As the UK economy hits hard times
and redundancies, pay reductions and unemployment rises, one might expect to
see a fall in the number of registered companies. However, the opposite is
happening; the UK has seen a surge in the registration of new companies in the
last year. Research by Creditsafe found that there was an 18% increase on 2010.
It is thought that university
leavers finding it hard to secure employment and those being made redundant
have decided to go for it and open up business for themselves. Initially this
seems like a very positive move and could help with the UK recovery but looking
at what we already know about small-to-medium sized companies (SMEs) it may be
just another route to the same old issues.

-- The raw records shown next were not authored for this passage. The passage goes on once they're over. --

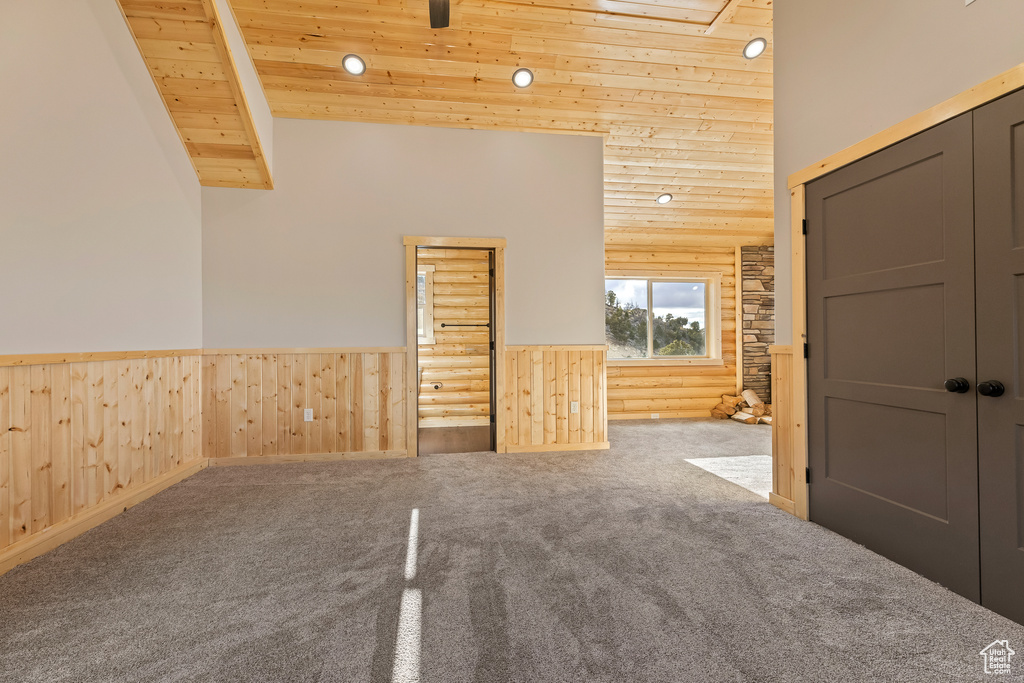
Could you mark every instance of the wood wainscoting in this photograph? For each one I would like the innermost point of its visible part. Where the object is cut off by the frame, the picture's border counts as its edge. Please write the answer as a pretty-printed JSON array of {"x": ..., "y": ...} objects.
[
  {"x": 254, "y": 400},
  {"x": 541, "y": 384},
  {"x": 82, "y": 441},
  {"x": 638, "y": 389}
]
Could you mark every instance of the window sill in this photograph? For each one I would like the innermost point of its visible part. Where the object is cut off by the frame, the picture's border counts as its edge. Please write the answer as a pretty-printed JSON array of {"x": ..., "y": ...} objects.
[{"x": 666, "y": 361}]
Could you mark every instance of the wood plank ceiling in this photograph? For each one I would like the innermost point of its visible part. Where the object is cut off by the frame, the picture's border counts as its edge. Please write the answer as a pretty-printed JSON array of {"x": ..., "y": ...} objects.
[
  {"x": 683, "y": 112},
  {"x": 664, "y": 81},
  {"x": 186, "y": 52}
]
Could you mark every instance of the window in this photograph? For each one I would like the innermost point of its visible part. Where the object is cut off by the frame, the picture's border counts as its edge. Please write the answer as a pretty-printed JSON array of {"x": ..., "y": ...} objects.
[
  {"x": 665, "y": 319},
  {"x": 425, "y": 304}
]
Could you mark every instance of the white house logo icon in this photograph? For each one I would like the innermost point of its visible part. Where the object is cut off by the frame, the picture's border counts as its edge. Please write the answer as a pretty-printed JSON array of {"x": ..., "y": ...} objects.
[{"x": 997, "y": 657}]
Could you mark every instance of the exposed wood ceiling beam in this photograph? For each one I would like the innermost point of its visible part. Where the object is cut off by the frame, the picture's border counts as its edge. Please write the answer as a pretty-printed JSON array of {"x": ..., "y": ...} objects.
[
  {"x": 680, "y": 112},
  {"x": 726, "y": 14},
  {"x": 185, "y": 49}
]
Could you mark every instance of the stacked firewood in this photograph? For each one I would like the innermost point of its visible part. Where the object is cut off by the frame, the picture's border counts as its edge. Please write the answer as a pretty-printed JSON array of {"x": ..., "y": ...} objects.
[{"x": 747, "y": 408}]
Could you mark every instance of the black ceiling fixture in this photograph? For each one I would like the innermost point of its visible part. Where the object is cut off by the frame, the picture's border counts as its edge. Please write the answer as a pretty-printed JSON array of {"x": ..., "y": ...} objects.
[{"x": 439, "y": 12}]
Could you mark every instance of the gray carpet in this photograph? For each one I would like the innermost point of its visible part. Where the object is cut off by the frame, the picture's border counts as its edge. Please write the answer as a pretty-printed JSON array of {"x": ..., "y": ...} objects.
[{"x": 627, "y": 564}]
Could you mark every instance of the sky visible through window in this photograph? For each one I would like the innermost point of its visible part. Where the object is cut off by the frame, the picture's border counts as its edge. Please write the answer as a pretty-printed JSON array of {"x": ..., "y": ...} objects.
[{"x": 680, "y": 299}]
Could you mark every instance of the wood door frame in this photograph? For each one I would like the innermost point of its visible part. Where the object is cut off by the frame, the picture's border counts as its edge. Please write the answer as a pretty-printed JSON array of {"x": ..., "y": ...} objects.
[
  {"x": 795, "y": 461},
  {"x": 412, "y": 369}
]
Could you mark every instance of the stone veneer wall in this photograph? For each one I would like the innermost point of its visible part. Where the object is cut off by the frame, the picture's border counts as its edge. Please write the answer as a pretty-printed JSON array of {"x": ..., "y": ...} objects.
[{"x": 759, "y": 317}]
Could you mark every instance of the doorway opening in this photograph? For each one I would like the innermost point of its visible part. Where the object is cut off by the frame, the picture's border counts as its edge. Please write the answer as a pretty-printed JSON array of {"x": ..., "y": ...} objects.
[{"x": 455, "y": 344}]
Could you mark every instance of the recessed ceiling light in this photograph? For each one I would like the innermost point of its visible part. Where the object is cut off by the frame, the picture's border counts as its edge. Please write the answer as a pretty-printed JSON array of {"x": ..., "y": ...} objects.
[
  {"x": 353, "y": 65},
  {"x": 755, "y": 48},
  {"x": 522, "y": 77}
]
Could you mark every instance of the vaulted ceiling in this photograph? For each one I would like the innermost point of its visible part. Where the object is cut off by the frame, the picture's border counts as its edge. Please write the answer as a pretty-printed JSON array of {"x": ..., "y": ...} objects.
[{"x": 665, "y": 82}]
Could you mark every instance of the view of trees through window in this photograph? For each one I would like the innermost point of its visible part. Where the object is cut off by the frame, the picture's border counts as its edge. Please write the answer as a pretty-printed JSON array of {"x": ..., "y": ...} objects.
[{"x": 650, "y": 318}]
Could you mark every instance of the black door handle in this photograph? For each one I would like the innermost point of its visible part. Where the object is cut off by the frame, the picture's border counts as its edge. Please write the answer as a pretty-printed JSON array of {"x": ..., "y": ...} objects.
[
  {"x": 991, "y": 388},
  {"x": 956, "y": 385}
]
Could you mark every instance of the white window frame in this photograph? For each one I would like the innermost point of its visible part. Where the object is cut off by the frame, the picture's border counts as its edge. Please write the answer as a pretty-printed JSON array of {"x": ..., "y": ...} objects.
[
  {"x": 428, "y": 307},
  {"x": 713, "y": 318}
]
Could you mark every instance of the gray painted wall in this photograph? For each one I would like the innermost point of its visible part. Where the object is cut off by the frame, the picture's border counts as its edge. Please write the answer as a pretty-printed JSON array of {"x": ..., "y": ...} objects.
[
  {"x": 99, "y": 207},
  {"x": 318, "y": 261},
  {"x": 845, "y": 71}
]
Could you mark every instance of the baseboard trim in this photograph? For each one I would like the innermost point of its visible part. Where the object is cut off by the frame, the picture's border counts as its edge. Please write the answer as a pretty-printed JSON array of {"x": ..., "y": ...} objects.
[
  {"x": 306, "y": 458},
  {"x": 783, "y": 504},
  {"x": 39, "y": 544},
  {"x": 548, "y": 447}
]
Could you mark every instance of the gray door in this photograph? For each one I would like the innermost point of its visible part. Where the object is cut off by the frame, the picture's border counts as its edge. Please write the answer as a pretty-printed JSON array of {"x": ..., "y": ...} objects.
[
  {"x": 999, "y": 212},
  {"x": 891, "y": 311}
]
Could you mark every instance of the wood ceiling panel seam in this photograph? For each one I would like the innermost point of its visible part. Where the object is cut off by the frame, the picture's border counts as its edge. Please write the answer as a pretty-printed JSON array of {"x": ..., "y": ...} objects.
[{"x": 612, "y": 113}]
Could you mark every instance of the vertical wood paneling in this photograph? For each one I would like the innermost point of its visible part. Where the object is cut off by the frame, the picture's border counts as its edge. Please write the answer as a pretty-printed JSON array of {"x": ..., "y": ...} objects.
[
  {"x": 60, "y": 461},
  {"x": 5, "y": 511},
  {"x": 254, "y": 403},
  {"x": 42, "y": 480},
  {"x": 314, "y": 400},
  {"x": 74, "y": 434},
  {"x": 297, "y": 396},
  {"x": 110, "y": 398},
  {"x": 20, "y": 453},
  {"x": 258, "y": 400},
  {"x": 541, "y": 383},
  {"x": 209, "y": 406},
  {"x": 329, "y": 402},
  {"x": 284, "y": 420},
  {"x": 268, "y": 424},
  {"x": 343, "y": 376},
  {"x": 239, "y": 406}
]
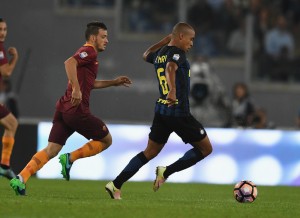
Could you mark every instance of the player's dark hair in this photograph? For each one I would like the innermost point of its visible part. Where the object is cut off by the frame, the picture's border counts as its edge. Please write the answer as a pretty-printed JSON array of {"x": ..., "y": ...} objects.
[{"x": 92, "y": 28}]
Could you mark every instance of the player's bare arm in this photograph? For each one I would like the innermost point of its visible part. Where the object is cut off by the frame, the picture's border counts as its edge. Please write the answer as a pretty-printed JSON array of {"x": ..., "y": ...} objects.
[
  {"x": 170, "y": 75},
  {"x": 7, "y": 69},
  {"x": 119, "y": 81},
  {"x": 71, "y": 70},
  {"x": 157, "y": 46}
]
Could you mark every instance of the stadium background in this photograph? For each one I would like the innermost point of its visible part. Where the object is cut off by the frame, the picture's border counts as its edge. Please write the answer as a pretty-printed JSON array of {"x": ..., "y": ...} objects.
[{"x": 46, "y": 34}]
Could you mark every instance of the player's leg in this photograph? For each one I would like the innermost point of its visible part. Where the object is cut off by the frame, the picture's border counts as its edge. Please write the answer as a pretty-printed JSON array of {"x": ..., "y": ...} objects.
[
  {"x": 201, "y": 149},
  {"x": 157, "y": 138},
  {"x": 58, "y": 135},
  {"x": 90, "y": 127},
  {"x": 191, "y": 131},
  {"x": 35, "y": 164},
  {"x": 10, "y": 124},
  {"x": 151, "y": 151}
]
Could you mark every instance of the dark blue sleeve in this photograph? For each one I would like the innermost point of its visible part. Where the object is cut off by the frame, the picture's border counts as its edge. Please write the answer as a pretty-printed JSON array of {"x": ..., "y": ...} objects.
[
  {"x": 151, "y": 57},
  {"x": 176, "y": 55}
]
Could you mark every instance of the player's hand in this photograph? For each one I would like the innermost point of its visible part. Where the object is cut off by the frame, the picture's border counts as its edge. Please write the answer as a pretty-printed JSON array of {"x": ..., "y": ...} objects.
[
  {"x": 76, "y": 97},
  {"x": 171, "y": 98},
  {"x": 12, "y": 51},
  {"x": 123, "y": 81}
]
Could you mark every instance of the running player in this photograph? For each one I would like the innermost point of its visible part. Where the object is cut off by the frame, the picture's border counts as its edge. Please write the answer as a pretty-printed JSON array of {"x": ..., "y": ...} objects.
[
  {"x": 172, "y": 113},
  {"x": 72, "y": 110},
  {"x": 7, "y": 119}
]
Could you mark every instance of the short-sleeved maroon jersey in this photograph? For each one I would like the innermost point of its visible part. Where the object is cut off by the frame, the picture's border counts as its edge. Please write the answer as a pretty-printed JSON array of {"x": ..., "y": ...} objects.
[
  {"x": 87, "y": 69},
  {"x": 3, "y": 57}
]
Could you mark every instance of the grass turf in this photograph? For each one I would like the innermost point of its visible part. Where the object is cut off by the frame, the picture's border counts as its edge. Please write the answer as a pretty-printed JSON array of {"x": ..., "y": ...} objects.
[{"x": 59, "y": 198}]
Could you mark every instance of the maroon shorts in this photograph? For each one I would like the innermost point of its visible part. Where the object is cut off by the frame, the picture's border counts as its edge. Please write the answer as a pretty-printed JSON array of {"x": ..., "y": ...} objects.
[
  {"x": 64, "y": 125},
  {"x": 3, "y": 111}
]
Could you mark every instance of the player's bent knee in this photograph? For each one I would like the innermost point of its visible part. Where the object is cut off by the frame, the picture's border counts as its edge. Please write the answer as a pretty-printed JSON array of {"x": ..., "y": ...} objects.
[{"x": 106, "y": 141}]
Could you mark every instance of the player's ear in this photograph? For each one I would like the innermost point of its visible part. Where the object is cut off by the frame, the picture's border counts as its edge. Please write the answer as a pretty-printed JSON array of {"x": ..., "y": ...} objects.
[{"x": 180, "y": 36}]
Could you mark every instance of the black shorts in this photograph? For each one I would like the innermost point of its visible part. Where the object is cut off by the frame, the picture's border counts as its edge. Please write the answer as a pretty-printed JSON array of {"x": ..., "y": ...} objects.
[
  {"x": 187, "y": 128},
  {"x": 3, "y": 111},
  {"x": 64, "y": 125}
]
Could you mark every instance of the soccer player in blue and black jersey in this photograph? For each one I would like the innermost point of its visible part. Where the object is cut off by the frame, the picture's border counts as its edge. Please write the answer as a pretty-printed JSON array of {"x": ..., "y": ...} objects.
[{"x": 172, "y": 112}]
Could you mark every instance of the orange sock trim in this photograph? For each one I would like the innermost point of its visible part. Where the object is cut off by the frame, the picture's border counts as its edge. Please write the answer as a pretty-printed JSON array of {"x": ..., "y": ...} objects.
[
  {"x": 89, "y": 149},
  {"x": 37, "y": 162},
  {"x": 7, "y": 147}
]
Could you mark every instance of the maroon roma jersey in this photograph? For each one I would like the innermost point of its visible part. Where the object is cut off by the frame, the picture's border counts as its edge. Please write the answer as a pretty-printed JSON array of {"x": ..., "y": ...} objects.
[
  {"x": 3, "y": 58},
  {"x": 87, "y": 69}
]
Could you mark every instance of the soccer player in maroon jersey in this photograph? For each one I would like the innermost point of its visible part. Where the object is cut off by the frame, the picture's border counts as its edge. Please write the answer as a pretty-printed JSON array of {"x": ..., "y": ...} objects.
[
  {"x": 7, "y": 119},
  {"x": 72, "y": 110}
]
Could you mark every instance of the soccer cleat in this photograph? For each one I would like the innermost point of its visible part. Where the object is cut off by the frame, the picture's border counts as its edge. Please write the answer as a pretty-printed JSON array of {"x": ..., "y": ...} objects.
[
  {"x": 66, "y": 165},
  {"x": 8, "y": 173},
  {"x": 160, "y": 179},
  {"x": 18, "y": 186},
  {"x": 113, "y": 191}
]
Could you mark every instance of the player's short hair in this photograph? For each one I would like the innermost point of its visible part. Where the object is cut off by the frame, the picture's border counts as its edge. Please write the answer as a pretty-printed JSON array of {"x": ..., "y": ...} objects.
[
  {"x": 181, "y": 27},
  {"x": 92, "y": 28}
]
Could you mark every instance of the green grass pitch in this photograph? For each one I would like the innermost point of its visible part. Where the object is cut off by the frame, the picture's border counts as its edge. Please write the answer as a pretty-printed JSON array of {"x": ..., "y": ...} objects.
[{"x": 77, "y": 198}]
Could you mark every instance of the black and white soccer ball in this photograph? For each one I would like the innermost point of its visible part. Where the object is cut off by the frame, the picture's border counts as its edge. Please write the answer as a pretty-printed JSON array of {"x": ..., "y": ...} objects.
[{"x": 245, "y": 191}]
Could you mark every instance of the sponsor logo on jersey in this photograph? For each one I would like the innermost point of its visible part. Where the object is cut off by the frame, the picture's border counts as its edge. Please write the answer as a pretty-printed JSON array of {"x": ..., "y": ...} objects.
[
  {"x": 1, "y": 55},
  {"x": 83, "y": 54},
  {"x": 176, "y": 57}
]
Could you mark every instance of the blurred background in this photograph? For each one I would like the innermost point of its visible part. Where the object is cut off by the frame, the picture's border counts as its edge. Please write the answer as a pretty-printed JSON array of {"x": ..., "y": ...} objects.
[{"x": 255, "y": 42}]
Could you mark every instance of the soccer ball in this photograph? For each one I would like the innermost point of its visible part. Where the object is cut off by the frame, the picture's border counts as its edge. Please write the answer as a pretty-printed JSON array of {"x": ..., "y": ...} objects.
[{"x": 245, "y": 191}]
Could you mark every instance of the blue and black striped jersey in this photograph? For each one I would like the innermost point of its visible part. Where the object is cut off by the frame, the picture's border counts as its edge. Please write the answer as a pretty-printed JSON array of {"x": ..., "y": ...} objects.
[{"x": 160, "y": 59}]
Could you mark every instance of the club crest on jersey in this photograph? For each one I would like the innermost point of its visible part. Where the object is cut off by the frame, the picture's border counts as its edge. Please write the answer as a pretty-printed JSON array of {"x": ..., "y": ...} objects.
[
  {"x": 83, "y": 54},
  {"x": 176, "y": 57}
]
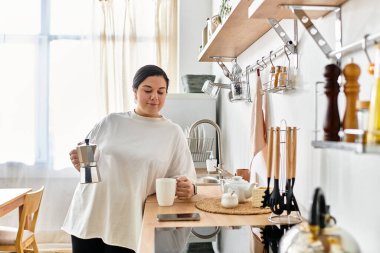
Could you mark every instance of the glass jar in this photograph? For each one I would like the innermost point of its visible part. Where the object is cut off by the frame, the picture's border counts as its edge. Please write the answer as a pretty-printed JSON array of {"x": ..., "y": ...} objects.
[{"x": 362, "y": 108}]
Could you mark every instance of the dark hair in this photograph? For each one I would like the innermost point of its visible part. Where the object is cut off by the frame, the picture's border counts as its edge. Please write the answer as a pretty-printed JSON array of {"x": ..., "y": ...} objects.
[{"x": 147, "y": 71}]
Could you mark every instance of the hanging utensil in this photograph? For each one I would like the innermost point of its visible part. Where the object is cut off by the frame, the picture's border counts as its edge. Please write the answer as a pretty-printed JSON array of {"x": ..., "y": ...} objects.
[
  {"x": 291, "y": 202},
  {"x": 289, "y": 164},
  {"x": 276, "y": 201},
  {"x": 269, "y": 167}
]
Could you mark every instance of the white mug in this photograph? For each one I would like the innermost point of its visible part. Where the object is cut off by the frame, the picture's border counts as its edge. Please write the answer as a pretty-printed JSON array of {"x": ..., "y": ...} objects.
[{"x": 165, "y": 191}]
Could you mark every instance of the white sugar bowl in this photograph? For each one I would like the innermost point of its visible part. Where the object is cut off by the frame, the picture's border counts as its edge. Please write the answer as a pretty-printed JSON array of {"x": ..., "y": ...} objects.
[{"x": 230, "y": 199}]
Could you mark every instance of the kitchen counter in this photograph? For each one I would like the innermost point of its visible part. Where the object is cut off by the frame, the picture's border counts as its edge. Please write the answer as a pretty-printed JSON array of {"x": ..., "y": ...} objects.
[{"x": 187, "y": 206}]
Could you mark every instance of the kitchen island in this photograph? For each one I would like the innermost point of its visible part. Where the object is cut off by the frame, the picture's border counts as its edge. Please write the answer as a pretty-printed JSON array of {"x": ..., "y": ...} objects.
[{"x": 187, "y": 206}]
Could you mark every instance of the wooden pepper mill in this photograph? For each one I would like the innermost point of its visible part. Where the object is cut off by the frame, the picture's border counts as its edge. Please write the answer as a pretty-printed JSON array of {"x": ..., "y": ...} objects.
[
  {"x": 351, "y": 73},
  {"x": 331, "y": 124}
]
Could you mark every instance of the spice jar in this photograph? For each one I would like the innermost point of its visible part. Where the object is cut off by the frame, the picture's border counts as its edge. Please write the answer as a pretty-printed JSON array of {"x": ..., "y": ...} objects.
[{"x": 362, "y": 108}]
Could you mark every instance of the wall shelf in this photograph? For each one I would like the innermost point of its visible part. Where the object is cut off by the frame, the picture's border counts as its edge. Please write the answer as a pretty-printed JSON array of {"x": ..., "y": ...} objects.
[
  {"x": 239, "y": 31},
  {"x": 355, "y": 147}
]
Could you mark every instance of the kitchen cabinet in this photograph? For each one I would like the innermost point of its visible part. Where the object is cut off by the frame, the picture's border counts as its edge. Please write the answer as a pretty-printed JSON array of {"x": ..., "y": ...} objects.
[{"x": 247, "y": 22}]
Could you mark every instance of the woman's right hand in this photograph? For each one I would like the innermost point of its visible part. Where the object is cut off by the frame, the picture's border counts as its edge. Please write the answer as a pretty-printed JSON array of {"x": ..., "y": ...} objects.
[{"x": 74, "y": 159}]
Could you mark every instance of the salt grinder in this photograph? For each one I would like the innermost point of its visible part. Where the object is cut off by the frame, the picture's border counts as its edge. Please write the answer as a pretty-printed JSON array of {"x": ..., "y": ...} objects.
[
  {"x": 89, "y": 171},
  {"x": 351, "y": 73}
]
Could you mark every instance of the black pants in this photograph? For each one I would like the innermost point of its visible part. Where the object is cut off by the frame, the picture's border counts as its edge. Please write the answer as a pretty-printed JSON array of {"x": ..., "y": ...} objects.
[{"x": 95, "y": 245}]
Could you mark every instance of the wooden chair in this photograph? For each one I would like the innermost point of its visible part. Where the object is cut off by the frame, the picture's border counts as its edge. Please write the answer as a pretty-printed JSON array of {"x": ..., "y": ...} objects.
[{"x": 19, "y": 239}]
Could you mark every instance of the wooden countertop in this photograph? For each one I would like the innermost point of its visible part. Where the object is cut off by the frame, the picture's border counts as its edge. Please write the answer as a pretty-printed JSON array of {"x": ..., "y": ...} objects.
[{"x": 187, "y": 206}]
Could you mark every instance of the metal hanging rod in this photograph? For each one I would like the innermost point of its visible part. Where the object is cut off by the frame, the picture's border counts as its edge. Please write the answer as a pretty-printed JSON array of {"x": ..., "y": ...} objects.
[
  {"x": 265, "y": 60},
  {"x": 370, "y": 41}
]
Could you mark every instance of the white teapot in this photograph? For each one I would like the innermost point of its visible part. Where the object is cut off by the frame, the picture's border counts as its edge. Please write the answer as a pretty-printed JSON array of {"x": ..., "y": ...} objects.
[{"x": 241, "y": 187}]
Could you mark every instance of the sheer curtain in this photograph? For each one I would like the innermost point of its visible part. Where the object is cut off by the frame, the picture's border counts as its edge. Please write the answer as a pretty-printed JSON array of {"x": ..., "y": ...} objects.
[
  {"x": 166, "y": 39},
  {"x": 132, "y": 34}
]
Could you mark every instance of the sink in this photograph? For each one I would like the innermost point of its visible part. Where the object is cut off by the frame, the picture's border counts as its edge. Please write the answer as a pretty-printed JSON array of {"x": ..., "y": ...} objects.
[{"x": 207, "y": 179}]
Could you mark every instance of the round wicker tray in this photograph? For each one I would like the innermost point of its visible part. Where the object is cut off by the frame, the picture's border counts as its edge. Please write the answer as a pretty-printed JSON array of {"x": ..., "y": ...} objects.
[{"x": 212, "y": 205}]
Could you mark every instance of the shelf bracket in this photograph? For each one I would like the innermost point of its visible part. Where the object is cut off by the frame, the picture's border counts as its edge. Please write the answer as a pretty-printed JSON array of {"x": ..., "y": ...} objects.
[
  {"x": 283, "y": 35},
  {"x": 305, "y": 20}
]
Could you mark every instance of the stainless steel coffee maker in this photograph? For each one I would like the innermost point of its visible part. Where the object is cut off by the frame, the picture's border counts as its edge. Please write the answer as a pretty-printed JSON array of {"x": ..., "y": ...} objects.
[{"x": 89, "y": 172}]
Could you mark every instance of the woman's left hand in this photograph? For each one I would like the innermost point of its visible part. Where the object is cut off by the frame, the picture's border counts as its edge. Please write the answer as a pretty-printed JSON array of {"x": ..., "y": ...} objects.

Online lender borro.com found
that 24% of SMEs claim to have missed out on growth opportunities due to the
lack of accessible finance, and it was widely reported in the financial press
that realistic finance was not available to SMEs.
This is further confirmed by the
figures released on Project Merlin. Merlin was a pledge made by most of the
high street banks to lend £190bn to businesses in 2011, £76bn of which to go to
SMEs. At the end of the year it was expected that they would fall short of the
SME target by over £1bn. Also they classified an ‘SME’ as a company with a
turnover of less than £25m. This implies the lending that did get approved may
not have even reached the smaller businesses where it is most needed.
However, the SME Finance monitor
found that many SMEs knew there was finance available but did not follow
through with the application process; as they did not wish to be tied into
repayments when the coming year looked uncertain. They chose instead to use
their own funds or ask friends or relatives to assist with additional capital.
This was confirmed by the
findings of borro.com who found that 57% of SME owners had used their own funds
to inject capital into their business. They also found that 66% of SME owners
lacked confidence in their bank and were unsure whether their bank would lend
to them. Only 19% of those surveyed had actually attempted to secure bank
finance in the past year and only 31% of those had been successful.
So it may be a positive sign that
more people are confident enough to start up a new business in the face of
uncertainty, but how long will it be until these start-ups require some
finance?....what happens then?
When considering finance options
the best thing to do is speak to your accountant/business advisor who can
provide guidance and advice on the relevant options available. There are
various routes to explore, so make sure you are well informed before using your
own funds or assuming finance is not available at all.